Boy do I know how you feel, Dan. While it hasn’t been any physicians, it has been some people close to me. I’m 44 now and will be 46 when I get into medical school, God willing. I’ve a friend who is just a year older and believes that it is too late…well, I guess if I were him and thought that when I’m 65 that’s it, I’m a goner…maybe…but I’ve a long line of women who have a long life span, and an active one at that. One thing I can never imagine is fully retiring, maybe just semi-retiring with reduced hours when I’m in my mid-to-late 70s. I’m going to go, kicking and screaming and doing what I want to do.

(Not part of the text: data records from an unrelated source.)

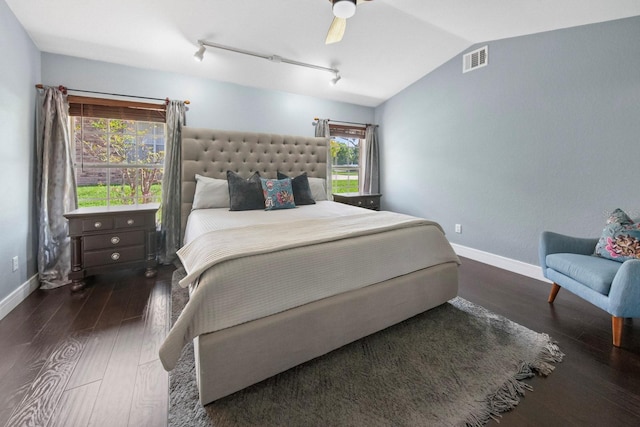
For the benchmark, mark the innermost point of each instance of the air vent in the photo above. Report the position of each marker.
(476, 59)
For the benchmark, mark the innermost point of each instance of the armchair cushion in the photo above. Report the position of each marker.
(620, 242)
(594, 272)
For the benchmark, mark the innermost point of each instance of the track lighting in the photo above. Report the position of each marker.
(344, 8)
(199, 55)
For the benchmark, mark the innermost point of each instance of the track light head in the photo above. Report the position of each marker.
(344, 8)
(199, 55)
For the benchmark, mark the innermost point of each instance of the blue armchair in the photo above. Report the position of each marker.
(612, 286)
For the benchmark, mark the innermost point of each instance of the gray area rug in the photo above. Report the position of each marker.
(455, 365)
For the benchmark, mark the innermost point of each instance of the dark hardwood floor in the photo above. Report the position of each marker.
(91, 358)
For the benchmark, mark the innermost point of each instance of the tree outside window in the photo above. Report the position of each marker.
(345, 164)
(118, 162)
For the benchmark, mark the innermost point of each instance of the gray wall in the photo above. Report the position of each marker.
(19, 72)
(214, 104)
(546, 137)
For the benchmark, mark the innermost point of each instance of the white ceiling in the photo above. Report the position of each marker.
(388, 45)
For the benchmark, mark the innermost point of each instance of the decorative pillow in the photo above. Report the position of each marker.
(318, 190)
(620, 217)
(210, 193)
(301, 190)
(278, 194)
(620, 239)
(244, 194)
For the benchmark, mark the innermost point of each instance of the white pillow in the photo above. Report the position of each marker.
(318, 190)
(210, 193)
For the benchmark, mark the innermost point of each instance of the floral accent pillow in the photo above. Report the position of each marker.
(278, 194)
(620, 240)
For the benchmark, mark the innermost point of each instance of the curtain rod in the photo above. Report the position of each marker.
(64, 90)
(341, 121)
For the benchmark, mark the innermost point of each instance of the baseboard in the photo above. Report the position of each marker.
(504, 263)
(20, 294)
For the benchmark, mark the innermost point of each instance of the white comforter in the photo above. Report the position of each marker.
(246, 273)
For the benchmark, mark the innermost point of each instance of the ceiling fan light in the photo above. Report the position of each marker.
(199, 55)
(344, 8)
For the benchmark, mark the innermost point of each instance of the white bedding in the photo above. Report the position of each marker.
(203, 220)
(243, 289)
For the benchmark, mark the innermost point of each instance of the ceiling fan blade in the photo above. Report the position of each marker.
(336, 30)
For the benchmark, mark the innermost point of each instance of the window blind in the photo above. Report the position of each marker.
(116, 109)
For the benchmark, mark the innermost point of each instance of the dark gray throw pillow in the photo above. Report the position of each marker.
(245, 194)
(301, 190)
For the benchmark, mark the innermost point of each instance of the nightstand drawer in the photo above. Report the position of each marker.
(97, 223)
(363, 200)
(130, 221)
(113, 240)
(113, 256)
(368, 202)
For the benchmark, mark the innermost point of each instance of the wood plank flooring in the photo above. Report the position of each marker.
(90, 359)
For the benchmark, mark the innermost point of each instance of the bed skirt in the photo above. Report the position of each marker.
(234, 358)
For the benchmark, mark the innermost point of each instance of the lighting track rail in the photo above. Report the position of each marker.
(199, 56)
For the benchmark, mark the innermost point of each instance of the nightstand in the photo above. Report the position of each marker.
(112, 237)
(363, 200)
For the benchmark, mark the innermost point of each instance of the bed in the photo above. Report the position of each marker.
(272, 289)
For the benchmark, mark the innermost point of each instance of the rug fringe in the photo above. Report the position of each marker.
(509, 394)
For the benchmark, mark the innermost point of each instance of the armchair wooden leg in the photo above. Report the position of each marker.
(555, 288)
(616, 329)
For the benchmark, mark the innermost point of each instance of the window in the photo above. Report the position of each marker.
(119, 151)
(345, 158)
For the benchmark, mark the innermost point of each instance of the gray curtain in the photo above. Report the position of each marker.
(55, 187)
(370, 168)
(322, 130)
(170, 223)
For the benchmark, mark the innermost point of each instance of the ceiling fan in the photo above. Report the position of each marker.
(342, 10)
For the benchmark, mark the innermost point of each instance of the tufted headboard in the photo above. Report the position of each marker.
(212, 153)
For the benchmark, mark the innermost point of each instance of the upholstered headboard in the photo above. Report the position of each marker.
(212, 153)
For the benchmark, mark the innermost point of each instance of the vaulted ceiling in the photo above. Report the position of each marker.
(388, 44)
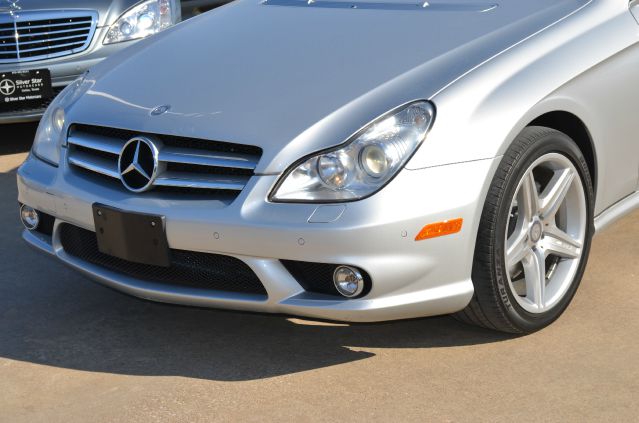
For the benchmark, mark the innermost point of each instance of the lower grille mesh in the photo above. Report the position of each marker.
(188, 268)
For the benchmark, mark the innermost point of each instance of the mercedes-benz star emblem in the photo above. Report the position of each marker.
(138, 164)
(7, 87)
(160, 110)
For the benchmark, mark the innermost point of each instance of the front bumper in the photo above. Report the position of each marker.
(64, 70)
(409, 279)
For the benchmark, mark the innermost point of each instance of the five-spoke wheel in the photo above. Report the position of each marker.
(534, 235)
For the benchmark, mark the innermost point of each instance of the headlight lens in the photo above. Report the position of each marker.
(49, 135)
(364, 164)
(147, 18)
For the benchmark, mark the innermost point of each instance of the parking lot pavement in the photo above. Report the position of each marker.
(71, 350)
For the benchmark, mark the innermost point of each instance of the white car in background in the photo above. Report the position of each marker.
(47, 44)
(349, 160)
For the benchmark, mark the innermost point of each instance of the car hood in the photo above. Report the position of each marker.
(108, 10)
(295, 78)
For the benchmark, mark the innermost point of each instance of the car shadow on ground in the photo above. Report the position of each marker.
(52, 316)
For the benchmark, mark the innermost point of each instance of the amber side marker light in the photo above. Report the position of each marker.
(438, 229)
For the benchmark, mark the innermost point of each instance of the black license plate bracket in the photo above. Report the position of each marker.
(134, 237)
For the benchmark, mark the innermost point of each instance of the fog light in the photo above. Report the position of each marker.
(29, 216)
(348, 281)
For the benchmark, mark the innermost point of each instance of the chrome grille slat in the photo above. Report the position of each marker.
(22, 27)
(51, 40)
(27, 50)
(38, 35)
(195, 157)
(197, 165)
(97, 142)
(95, 164)
(185, 180)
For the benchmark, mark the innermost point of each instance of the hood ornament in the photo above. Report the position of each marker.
(138, 164)
(160, 110)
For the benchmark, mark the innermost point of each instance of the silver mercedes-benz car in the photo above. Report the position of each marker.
(45, 44)
(347, 160)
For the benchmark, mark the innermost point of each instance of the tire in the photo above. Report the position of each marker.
(524, 296)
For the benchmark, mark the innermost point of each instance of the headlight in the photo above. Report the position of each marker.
(147, 18)
(49, 136)
(364, 164)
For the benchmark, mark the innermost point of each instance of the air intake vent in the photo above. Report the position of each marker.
(188, 268)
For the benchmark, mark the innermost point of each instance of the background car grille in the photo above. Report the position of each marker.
(188, 164)
(188, 269)
(42, 35)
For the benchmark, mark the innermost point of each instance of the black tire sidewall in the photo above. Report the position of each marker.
(551, 142)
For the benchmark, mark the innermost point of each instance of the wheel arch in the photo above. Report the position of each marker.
(571, 125)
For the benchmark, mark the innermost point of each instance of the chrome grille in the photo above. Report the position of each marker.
(37, 35)
(185, 163)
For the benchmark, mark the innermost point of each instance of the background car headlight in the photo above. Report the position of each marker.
(49, 136)
(147, 18)
(364, 164)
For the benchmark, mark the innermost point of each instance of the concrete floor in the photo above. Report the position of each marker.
(73, 351)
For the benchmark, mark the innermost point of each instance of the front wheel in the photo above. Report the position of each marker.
(534, 235)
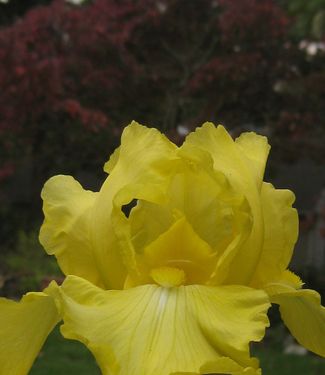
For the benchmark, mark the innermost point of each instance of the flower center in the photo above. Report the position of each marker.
(168, 277)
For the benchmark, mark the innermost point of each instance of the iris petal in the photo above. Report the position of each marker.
(301, 311)
(281, 232)
(24, 326)
(65, 232)
(150, 329)
(231, 159)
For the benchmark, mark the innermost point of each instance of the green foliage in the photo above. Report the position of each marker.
(61, 356)
(28, 267)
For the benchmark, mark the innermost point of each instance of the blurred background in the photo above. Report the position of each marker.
(74, 73)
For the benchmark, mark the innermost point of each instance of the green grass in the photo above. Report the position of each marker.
(274, 362)
(61, 357)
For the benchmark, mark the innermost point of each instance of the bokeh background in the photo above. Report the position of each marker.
(74, 73)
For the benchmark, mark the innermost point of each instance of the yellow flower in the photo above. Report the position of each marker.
(172, 265)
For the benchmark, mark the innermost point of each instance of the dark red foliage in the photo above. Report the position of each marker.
(71, 77)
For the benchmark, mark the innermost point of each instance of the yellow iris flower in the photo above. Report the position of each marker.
(182, 283)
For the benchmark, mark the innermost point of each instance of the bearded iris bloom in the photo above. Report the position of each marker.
(182, 283)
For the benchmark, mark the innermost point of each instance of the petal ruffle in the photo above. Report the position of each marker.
(244, 169)
(256, 149)
(65, 232)
(154, 330)
(301, 312)
(280, 233)
(78, 225)
(139, 170)
(24, 327)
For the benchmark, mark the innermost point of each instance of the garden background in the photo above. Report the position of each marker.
(73, 74)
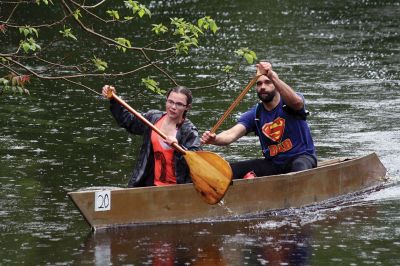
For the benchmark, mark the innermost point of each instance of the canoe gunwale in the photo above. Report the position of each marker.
(182, 204)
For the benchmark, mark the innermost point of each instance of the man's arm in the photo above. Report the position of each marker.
(225, 137)
(290, 97)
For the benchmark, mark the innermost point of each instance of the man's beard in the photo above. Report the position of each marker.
(266, 97)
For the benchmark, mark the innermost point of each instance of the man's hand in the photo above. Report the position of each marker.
(208, 138)
(106, 91)
(265, 68)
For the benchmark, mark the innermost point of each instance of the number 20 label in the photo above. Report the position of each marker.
(102, 201)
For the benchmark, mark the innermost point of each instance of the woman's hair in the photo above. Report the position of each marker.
(183, 90)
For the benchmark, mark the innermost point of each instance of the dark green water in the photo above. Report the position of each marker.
(342, 55)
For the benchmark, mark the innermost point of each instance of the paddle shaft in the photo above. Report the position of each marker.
(235, 103)
(144, 120)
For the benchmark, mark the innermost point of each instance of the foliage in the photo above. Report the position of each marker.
(29, 45)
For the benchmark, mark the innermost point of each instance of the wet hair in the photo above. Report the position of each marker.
(185, 91)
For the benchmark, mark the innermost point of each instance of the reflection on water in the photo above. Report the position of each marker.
(342, 55)
(333, 232)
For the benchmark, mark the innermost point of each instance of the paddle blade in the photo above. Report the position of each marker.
(211, 174)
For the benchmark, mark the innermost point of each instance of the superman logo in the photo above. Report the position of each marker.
(274, 130)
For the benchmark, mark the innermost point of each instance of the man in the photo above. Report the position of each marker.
(279, 120)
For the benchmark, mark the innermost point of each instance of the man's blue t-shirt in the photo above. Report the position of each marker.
(282, 135)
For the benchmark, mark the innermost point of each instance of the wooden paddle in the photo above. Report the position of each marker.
(236, 102)
(211, 174)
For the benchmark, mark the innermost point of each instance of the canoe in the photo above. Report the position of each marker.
(104, 207)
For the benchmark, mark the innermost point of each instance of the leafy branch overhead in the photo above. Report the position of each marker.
(36, 47)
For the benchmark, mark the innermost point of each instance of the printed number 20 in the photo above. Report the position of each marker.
(102, 200)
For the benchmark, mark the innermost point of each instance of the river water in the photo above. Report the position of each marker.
(342, 55)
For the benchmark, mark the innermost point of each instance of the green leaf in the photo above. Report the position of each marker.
(227, 69)
(77, 14)
(152, 85)
(100, 64)
(248, 58)
(67, 33)
(113, 13)
(124, 43)
(159, 28)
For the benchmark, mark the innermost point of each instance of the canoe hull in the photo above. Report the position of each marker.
(181, 203)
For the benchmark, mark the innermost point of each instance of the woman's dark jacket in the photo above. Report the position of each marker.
(143, 173)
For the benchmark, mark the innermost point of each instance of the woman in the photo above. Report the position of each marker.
(158, 163)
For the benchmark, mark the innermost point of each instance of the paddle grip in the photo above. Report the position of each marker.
(236, 102)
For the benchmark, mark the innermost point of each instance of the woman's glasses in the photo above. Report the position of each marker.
(177, 104)
(260, 82)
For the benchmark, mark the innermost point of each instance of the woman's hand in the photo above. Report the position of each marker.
(106, 91)
(208, 138)
(170, 140)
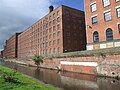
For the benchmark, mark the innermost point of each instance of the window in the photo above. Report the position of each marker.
(54, 42)
(58, 27)
(58, 12)
(54, 35)
(58, 33)
(95, 37)
(67, 12)
(50, 17)
(54, 21)
(107, 16)
(58, 49)
(50, 36)
(46, 31)
(50, 23)
(58, 19)
(54, 28)
(117, 0)
(118, 12)
(50, 51)
(106, 3)
(46, 44)
(54, 15)
(46, 38)
(109, 34)
(54, 50)
(50, 30)
(94, 20)
(119, 28)
(58, 41)
(67, 33)
(50, 43)
(93, 7)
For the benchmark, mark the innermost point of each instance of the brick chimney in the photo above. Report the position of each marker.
(51, 8)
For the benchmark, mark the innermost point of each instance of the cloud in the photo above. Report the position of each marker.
(17, 15)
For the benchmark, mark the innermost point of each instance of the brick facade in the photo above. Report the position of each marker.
(11, 47)
(1, 54)
(100, 17)
(62, 30)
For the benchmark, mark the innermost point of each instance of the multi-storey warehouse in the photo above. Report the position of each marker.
(1, 54)
(11, 47)
(62, 30)
(102, 23)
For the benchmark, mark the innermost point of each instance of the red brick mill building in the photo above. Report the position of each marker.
(11, 46)
(61, 30)
(102, 23)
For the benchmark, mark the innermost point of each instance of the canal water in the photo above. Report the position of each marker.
(67, 80)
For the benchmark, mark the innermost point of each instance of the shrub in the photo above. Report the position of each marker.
(37, 59)
(10, 77)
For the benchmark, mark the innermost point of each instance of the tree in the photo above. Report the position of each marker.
(38, 60)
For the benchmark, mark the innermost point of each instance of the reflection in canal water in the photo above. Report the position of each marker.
(66, 80)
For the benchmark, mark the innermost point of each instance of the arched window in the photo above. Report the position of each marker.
(95, 37)
(109, 34)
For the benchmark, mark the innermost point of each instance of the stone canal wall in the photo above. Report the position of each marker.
(99, 65)
(108, 65)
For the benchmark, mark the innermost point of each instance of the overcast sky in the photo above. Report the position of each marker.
(17, 15)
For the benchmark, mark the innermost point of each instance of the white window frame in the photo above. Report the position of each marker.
(106, 3)
(93, 6)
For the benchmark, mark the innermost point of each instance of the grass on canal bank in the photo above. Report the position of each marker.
(23, 82)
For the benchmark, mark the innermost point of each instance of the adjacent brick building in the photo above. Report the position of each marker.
(102, 23)
(62, 30)
(1, 54)
(11, 47)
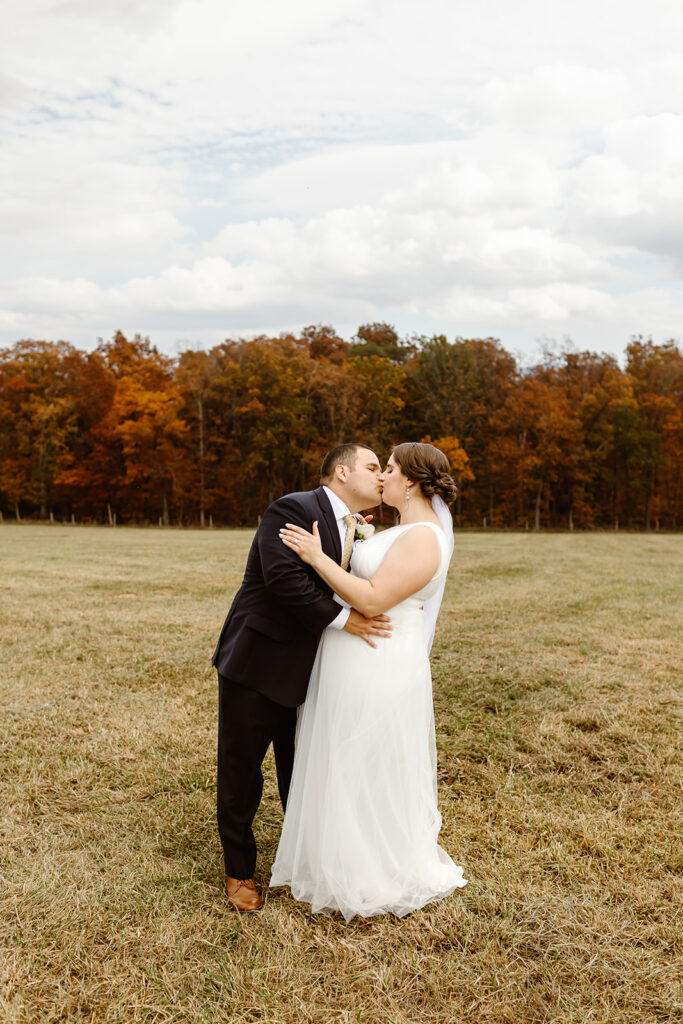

Smile and nod…then do what you want to do! There will always be naysayers…don’t let yourself become their receiving board.

Good luck!

I have not had any physicians say not to do it. One said that Physicians Assistant was the way to go. Less insurance, and excellent pay. The same one called it a long and arduous journey. I have received discouragement from the strangest people. When I called a hospital for volunteer paperwork, she told me that “I would change my mind. Everyone does. They become P.A.'s or RN’s.” First of all, I didn’t ask for their opinion, second of all, you don’t even know me in order to give one. My inlaws are weird about it. I am of the thought that if the shoe doesn’t fit, don’t wear it. If it’s what you want, you have to go for it. Their experience is not yours.

No physicians have told me not to do it, they all tell me there is nothing like it. My future FIL repeats Dr. Hartman over and over, and says he loves the way it sounds, he’s thrilled. Then he asks my SO why he doesn’t go to medical school too. My whole family is all on board, they’re very supportive. I just had a that one guy at the PA advising thing basically tell me I’d never make it to be a doctor and I should give up now.